We wtorek na terenie MTP doszło do „problemów z instalacją tlenową”. Jak się szybko okazało, problem polegał na tym, że… w zbiorniku na terenie szpitala tymczasowego zabrakło tlenu. Konieczna była ewakuacja 12 pacjentów do szpitala przy ul. Szwajcarskiej.
Jeszcze wczoraj wojewoda wielkopolski poinformował, że złożył zawiadomienie w tej sprawie do prokuratury. Sprawę chciał także wyjaśnić m.in. rektor Uniwersytetu Medycznego, prof. Andrzej Tykarski.
Dziś Szpital Kliniczny odpowiedzialny za placówkę na MTP wydał oświadczenie, w którym poinformował o wyciągnięciu konsekwencji wobec osób odpowiedzialnych za zaistniałą sytuację.
Podkreślono, że „doszło do krytycznej sytuacji w związku z niedoborem tlenu”. Jeszcze wczoraj powołano specjalną komisję wewnętrzną, która wstępnie ustaliła, że doszło do niedoszacowania ilości tlenu w kontekście rozszerzenia działalności szpitala tymczasowego, a błąd miał „charakter czynnika ludzkiego”.
Poinformowano, że wyciągnięto konsekwencje wobec osób odpowiedzialnych za zdarzenie, m.in. zwalniając je z pracy na podstawie przepisów Kodeksu Pracy.
W oświadczeniu dyrektor szpitala, dr hab. med.
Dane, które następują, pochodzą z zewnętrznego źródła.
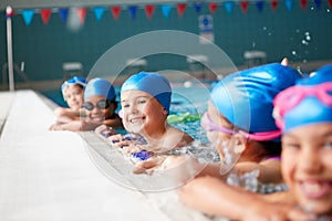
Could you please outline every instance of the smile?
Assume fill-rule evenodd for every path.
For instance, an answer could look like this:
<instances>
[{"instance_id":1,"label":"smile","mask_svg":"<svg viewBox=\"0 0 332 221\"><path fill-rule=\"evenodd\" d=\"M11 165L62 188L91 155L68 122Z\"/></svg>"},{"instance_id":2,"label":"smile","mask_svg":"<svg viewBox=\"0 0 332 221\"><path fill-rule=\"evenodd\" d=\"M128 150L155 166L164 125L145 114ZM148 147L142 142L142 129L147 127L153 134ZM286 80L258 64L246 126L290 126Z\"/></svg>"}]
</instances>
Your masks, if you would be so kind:
<instances>
[{"instance_id":1,"label":"smile","mask_svg":"<svg viewBox=\"0 0 332 221\"><path fill-rule=\"evenodd\" d=\"M300 190L309 199L323 198L332 192L332 183L325 180L300 181Z\"/></svg>"}]
</instances>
Szczepan Cofta podkreslił, że szpital podjął postępowanie wewnętrzne, które mają na celu uniknięcie podobnych sytuacji w przyszłości, a także poddał się „wszelkim zewnętrznym procedurom w związku z zaistniałym zdarzeniem niepożądanym”.
W ostatnim czasie, z uwagi na wzrost liczby zakażeń oraz osób wymagających hospitalizacji, w szpitalu tymczasowym na MTP uruchamiane były kolejne miejsca dla pacjentów. Wszystkie łóżka mają dostęp do instalacji tlenowej.